By MARK SCOLFORO, Associated Press
BELLEFONTE, Pa. (AP) — A simple question could be the key to the case against Jerry Sandusky: Will the young men who contend the former Penn State assistant football coach sexually abused them be viewed as credible witnesses?
Legal experts say that's often the case in criminal trials, but even more in a case with allegations that go back many years and little or no forensic evidence.
"In any case I've tried like this, the people who are the accusers have to come across exceedingly well," said veteran Harrisburg defense attorney Matt Gover. "And the defense has to demonstrate a theory to the jury that there's motive for them to lie or fabricate."
Jury selection in Sandusky's trial is to begin Tuesday morning in a central Pennsylvania courtroom.
Prosecutors allege Sandusky engaged in a range of sexual abuse of 10 boys over 15 years, charges he has repeatedly denied. Eight of those 10 alleged victims have been identified by investigators, and most, if not all, had been prepared to take the stand at Sandusky's preliminary hearing, which he waived at the last minute in mid-December.
Sandusky's lawyers have sought potentially damaging material from the alleged victims' pasts, including any history of making up stories, criminal arrests and psychological problems.
The defense will have their grand jury testimony to compare against whatever they say on the stand at trial, and have indicated they will try to show some of the accusers have collaborated, hoping to cash in through civil litigation.
"Joe Amendola has said during some of the hearings that the defense is going to turn on a claim that some, if not all, of these victims had motives to fabricate these allegations," said Wes Oliver, a law professor at Widener University School of Law in Pennsylvania.
John E.B. Myers, a law professor at the University of the Pacific in Sacramento and author or editor of eight books on child abuse, said the core issues in the Sandusky case are the same as many others.

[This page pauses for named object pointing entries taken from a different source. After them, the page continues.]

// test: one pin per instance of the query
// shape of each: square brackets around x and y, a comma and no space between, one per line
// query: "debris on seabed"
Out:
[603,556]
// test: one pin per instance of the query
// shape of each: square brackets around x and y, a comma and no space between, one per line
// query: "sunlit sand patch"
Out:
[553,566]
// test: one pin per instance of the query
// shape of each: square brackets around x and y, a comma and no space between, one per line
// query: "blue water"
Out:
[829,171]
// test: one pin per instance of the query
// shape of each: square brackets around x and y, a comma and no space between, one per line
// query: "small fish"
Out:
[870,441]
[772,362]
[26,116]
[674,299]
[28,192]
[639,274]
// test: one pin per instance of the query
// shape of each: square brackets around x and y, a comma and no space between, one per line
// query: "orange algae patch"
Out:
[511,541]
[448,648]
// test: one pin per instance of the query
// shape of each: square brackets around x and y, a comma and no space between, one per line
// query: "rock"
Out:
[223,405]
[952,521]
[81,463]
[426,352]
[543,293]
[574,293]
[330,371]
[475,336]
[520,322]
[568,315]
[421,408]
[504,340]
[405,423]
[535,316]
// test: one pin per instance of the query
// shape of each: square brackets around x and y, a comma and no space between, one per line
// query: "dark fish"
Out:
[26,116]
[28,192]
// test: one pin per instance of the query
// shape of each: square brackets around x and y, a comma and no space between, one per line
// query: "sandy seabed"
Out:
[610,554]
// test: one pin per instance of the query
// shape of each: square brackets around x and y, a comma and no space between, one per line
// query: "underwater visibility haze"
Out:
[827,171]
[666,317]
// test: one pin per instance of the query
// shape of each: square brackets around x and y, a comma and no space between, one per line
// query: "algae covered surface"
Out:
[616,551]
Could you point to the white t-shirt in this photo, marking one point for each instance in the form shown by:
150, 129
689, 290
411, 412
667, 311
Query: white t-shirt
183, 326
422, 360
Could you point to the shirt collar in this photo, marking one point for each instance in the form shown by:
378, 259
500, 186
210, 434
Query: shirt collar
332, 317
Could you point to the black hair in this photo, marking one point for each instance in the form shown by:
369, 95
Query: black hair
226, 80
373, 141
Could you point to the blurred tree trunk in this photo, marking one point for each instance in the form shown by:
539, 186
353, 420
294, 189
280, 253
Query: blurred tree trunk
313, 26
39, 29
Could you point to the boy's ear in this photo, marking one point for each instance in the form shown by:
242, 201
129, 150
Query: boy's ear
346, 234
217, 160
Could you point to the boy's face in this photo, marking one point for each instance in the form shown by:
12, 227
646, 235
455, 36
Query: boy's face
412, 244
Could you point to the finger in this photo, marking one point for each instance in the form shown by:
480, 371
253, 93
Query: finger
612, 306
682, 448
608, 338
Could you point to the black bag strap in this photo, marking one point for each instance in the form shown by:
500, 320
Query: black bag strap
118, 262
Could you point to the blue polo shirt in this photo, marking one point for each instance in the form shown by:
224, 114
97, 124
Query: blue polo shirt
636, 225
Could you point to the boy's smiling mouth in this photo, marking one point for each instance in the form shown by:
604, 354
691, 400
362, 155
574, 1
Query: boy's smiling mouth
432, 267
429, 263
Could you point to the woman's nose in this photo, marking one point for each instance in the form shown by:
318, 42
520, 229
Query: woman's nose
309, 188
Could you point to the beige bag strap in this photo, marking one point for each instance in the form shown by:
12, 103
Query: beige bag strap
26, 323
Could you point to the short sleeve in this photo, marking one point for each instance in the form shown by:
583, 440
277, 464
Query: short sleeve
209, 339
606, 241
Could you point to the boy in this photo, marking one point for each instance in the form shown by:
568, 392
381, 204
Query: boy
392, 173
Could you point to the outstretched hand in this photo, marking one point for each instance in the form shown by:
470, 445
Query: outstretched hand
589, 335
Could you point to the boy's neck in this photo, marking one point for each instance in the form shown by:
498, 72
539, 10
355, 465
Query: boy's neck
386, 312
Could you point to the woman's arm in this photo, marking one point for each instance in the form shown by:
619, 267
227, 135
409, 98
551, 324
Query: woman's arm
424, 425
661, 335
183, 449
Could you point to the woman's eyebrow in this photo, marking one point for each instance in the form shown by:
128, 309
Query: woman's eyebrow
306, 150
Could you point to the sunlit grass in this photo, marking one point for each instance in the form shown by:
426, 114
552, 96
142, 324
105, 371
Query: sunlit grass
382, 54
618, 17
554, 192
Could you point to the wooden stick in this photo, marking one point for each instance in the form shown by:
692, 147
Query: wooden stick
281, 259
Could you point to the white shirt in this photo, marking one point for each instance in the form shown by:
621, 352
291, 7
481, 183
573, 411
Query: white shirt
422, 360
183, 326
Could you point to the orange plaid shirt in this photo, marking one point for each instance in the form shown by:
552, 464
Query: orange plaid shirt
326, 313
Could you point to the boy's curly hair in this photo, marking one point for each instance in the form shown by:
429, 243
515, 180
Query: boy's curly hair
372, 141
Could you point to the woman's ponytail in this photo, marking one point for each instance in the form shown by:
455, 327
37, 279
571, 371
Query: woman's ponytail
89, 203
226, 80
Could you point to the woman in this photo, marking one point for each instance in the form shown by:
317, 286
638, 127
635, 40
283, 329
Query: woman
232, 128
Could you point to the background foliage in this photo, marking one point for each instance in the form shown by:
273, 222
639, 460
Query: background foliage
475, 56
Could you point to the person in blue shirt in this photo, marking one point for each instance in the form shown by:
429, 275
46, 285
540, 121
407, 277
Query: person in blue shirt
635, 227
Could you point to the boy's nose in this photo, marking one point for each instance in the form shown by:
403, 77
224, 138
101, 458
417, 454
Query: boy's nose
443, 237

"I think the overall issue is and always has been the child's credibility," he said, adding that the issue of memory will come into play, since the alleged victims are now adults.
Legal and scientific research also shows an interesting fact about juries in abuse cases, Myers said. "The one thing the literature is clear about is that women tend to believe children more than men do," he said.
The sex abuse case led Penn State's board of trustees to fire the legendary Joe Paterno as head football coach; leaders later said he hadn't done enough after he fielded an abuse allegation from a team assistant. The university's president was also ousted, and two administrators were charged with lying to a grand jury. At word of Paterno's firing, students rioted in the streets of State College, and Paterno's treatment remains a sore spot for many alumni and fans.
The expected testimony of Mike McQueary, an assistant coach who was a graduate assistant a decade ago when he says he witnessed what appeared to be Sandusky sexually assaulting a boy, could be a critical part of the prosecution's case.
Sandusky's lawyers will undoubtedly try to undercut his credibility through the use of his grand jury testimony, his testimony at a hearing in the related perjury case of the two university administrators, and statements about what he saw at the time and in the intervening years.
Prosecutors recently had to amend the charges against Sandusky to allege that the incident McQueary said he saw occurred in February 2001, not in March 2002 as previously indicated.
"One of the real questions, it seems to me, that the prosecution has to face is whether they put McQueary on" the stand, Oliver said. "If the jury is left with the impression that the independent witness is making up stuff, then why would people who stand to benefit from this not make stuff up?"
The attorney general's office will have to counter any contradictions or gaps in their witnesses' memories with a demonstration that they do recall the heart of the matter — the alleged criminal acts for which Sandusky will be on trial, said David A. Harris, a University of Pittsburgh law professor. The existence of multiple accusers should help prosecutors, he said.